A pena de exílio foi comutada pela primeira vez na História do Japão em 1221, quando a revolta liderada pelo imperador Gotoba foi contida; e o imperador, exilado. Bens e propriedades de nobres e de samurais que apoiaram o imperador Gotoba foram confiscados, e os gokenin que se destacaram na opressão da revolta foram nomeados jitô dessas terras confiscadas. Depois desse episódio, foi criado, em Quioto, na cidade de Rokuhara, o Rokuhara Tandai, órgão do xogunato de Kamakura onde funcionavam os três poderes: militar, executivo e judiciário, para vigiarem a corte e controlarem os samurais da região oeste.
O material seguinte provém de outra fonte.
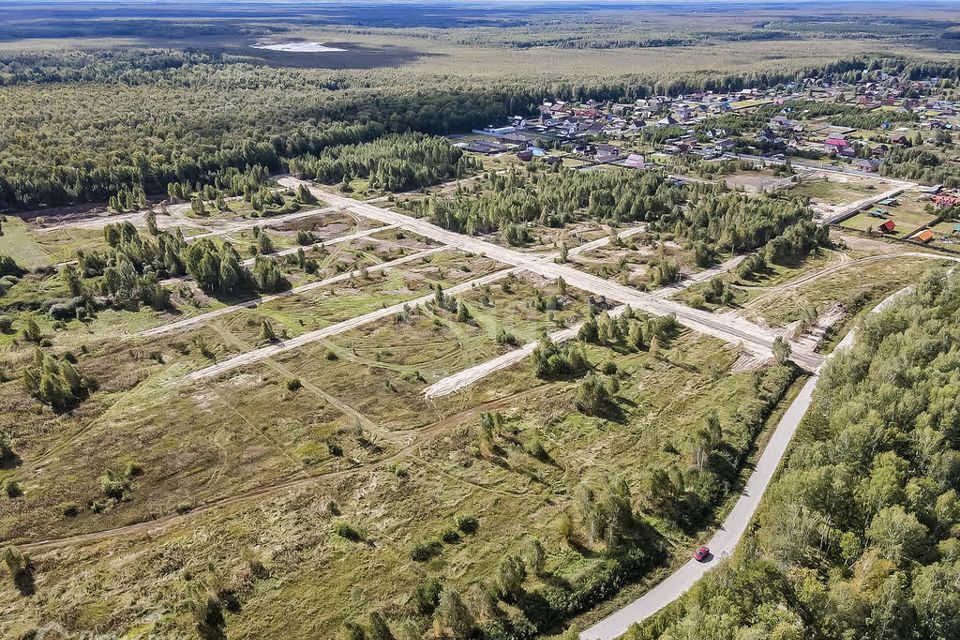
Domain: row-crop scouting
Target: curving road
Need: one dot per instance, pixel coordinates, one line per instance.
(734, 526)
(756, 339)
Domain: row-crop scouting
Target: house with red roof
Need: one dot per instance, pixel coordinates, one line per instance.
(837, 145)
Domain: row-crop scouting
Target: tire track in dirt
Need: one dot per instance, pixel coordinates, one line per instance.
(285, 484)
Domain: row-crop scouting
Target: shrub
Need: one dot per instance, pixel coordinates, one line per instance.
(347, 531)
(20, 567)
(467, 524)
(506, 338)
(12, 489)
(450, 536)
(424, 550)
(426, 596)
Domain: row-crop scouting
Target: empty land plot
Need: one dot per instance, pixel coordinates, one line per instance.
(856, 287)
(382, 368)
(632, 261)
(946, 234)
(513, 491)
(834, 191)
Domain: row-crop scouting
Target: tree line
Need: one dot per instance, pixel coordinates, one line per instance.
(858, 537)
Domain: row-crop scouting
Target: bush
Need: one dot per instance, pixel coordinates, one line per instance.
(347, 531)
(468, 524)
(423, 551)
(426, 596)
(12, 489)
(20, 567)
(450, 536)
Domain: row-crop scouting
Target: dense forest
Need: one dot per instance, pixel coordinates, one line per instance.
(177, 117)
(394, 163)
(859, 536)
(712, 218)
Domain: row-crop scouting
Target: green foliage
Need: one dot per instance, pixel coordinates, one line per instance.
(453, 615)
(56, 382)
(399, 162)
(379, 630)
(858, 536)
(510, 577)
(347, 531)
(594, 396)
(20, 567)
(8, 267)
(551, 361)
(426, 596)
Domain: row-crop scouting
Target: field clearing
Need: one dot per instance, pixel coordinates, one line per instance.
(18, 243)
(857, 287)
(837, 191)
(396, 505)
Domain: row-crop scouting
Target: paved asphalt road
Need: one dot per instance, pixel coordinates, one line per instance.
(726, 538)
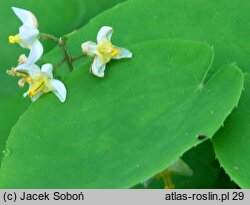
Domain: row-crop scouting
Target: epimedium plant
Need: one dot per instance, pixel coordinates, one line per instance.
(172, 94)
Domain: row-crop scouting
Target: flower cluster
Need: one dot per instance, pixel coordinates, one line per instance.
(41, 80)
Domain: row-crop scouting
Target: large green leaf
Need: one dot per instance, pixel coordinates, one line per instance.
(49, 13)
(12, 103)
(232, 142)
(120, 130)
(225, 24)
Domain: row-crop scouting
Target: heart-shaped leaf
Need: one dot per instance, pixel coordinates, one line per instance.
(118, 131)
(75, 14)
(225, 24)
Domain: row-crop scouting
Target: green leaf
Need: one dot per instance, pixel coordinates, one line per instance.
(118, 131)
(224, 24)
(12, 104)
(232, 142)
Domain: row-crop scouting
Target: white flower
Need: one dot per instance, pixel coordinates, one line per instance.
(103, 51)
(28, 36)
(179, 167)
(40, 80)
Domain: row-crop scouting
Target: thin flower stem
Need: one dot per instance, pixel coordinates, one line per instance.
(46, 36)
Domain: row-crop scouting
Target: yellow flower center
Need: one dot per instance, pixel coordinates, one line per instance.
(38, 84)
(15, 39)
(107, 50)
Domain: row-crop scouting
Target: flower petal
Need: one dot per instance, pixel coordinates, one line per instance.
(47, 68)
(104, 33)
(28, 35)
(36, 51)
(89, 48)
(181, 168)
(58, 88)
(27, 17)
(98, 67)
(123, 53)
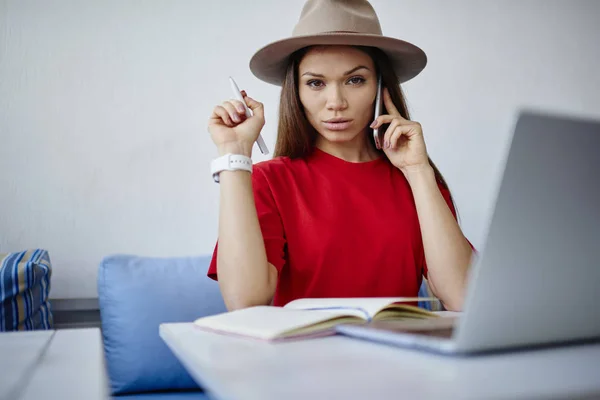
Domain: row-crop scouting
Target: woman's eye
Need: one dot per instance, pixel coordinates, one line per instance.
(356, 80)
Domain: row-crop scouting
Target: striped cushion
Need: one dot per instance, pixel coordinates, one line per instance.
(24, 289)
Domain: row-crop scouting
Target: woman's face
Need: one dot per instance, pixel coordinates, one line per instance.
(337, 87)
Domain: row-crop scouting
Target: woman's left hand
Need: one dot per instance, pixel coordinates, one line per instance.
(403, 142)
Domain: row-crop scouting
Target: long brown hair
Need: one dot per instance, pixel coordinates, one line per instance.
(296, 136)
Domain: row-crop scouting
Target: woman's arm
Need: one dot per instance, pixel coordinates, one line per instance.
(447, 251)
(245, 276)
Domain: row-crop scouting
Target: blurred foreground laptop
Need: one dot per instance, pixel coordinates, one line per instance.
(537, 281)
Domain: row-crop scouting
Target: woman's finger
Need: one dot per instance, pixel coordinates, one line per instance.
(222, 114)
(389, 104)
(388, 133)
(397, 135)
(407, 130)
(239, 106)
(233, 114)
(382, 119)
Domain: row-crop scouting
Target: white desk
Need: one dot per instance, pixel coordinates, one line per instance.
(62, 364)
(340, 367)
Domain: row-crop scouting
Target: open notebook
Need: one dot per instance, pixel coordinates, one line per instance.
(312, 317)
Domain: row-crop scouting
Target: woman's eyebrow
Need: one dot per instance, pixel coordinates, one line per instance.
(345, 73)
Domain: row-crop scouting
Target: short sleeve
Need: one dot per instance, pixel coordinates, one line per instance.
(446, 194)
(270, 222)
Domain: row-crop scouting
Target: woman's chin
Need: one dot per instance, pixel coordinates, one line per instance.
(339, 136)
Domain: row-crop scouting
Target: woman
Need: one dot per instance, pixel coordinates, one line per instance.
(332, 215)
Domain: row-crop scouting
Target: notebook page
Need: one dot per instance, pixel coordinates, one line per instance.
(364, 307)
(264, 322)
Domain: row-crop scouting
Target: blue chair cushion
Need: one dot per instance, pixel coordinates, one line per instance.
(137, 294)
(24, 288)
(164, 396)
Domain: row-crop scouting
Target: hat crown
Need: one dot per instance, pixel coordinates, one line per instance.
(322, 16)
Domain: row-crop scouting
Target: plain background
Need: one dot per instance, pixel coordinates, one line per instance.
(104, 106)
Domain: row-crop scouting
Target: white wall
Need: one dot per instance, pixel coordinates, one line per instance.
(103, 110)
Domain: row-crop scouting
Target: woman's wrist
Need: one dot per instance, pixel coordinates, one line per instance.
(243, 149)
(415, 174)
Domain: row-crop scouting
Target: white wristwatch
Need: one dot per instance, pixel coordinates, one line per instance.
(230, 162)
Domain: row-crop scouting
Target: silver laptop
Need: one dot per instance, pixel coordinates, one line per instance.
(537, 281)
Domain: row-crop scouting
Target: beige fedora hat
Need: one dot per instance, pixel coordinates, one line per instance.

Criação do Goseibai Shikimoku
Em 1232, Hôjô Yasutoki (1183–1242), regente da época, instituiu o Goseibai Shikimoku, uma lei com 51 cláusulas, pois as leis vigentes, estabelecidas há mais de 500 anos, por sua complexidade, não eram compreendidas pelos samurais que viviam no interior, e isso poderia acarretar algum julgamento equivocado.

Ataque mongol
No século XIII, mais um nome fez história na Ásia: Gêngis Khan (1167–1237), líder do povo nômade da planície mongol, que unificou a Ásia Central. Seus descendentes deram continuidade ao seu trabalho e foram ampliando o território dominado. O quinto sucessor do império mongol, Khublai Khan (1215–1294), instalou-se em Pequim e mudou o nome do país para Yuan, depois de aniquilar a dinastia Sung e de dominar toda a China, estendendo seu império até a península coreana. Khublai enviou, por diversas vezes, mensageiros ao Japão, o único país do Oriente a manter sua independência, com o intuito de subjugá-lo. Porém, Hôjô Tokimune (1251–1284), xogum dessa época, matou o mensageiro, atraindo a ira de Khublai, que atacou por duas vezes o Japão, em 1274 e 1281.

Na primeira vez, Khublai Khan desembarcou com sua tropa na Baía de Hakata, província de Fukuoka, Ilha de Kyushu. O Japão teve dificuldades para conter os inimigos, porque os samurais não estavam preparados para um ataque em massa. Outro fator contra os japoneses eram as armas de fogo da força inimiga, até então desconhecidas no arquipélago. Entretanto, um tufão dizimou a frota inimiga, fato que foi encarado como sorte pelos japoneses. No segundo ataque ao arquipélago, Khublai levou duas tropas, contudo, o Japão estava melhor preparado, pois tinham erguido uma muralha de pedra e defenderam-se bravamente do ataque inimigo. Além disso, mais uma vez o Japão foi salvo por um tufão e os soldados mongóis foram tragados pelas altas ondas do mar.

Os japoneses denominam os tufões que salvaram o Japão da invasão mongol de kamikaze, ou seja, vento divino, pois passaram a acreditar que os deuses mandaram o vento forte para salvar o país. Apesar dessas derrotas, Khublai tinha planos para atacar novamente o Japão, mas eles não se concretizaram.

De acordo com estudiosos, essa tentativa de invasão estrangeira estimulou a consciência nacional entre os japoneses, assim como o fortalecimento do senso de defesa do país em relação às nações estrangeiras.

Os dois ataques mongóis fizeram com que os gokenin, os nobres e os monges empregassem muito dinheiro e esforço espiritual para defender os territórios japoneses, e o xogunato de Kamakura não dispunha de mais terras a serem distribuídas para aqueles que se destacaram na batalha. Dessa forma, cresceram as insatisfações e, em 1333, o clã Hôjô foi destituído por Ashikaga Takauji (1305–1358), que era um dos gokenin. Foi o fim o xogunato de Kamakura, que perdurou durante mais de 150 anos.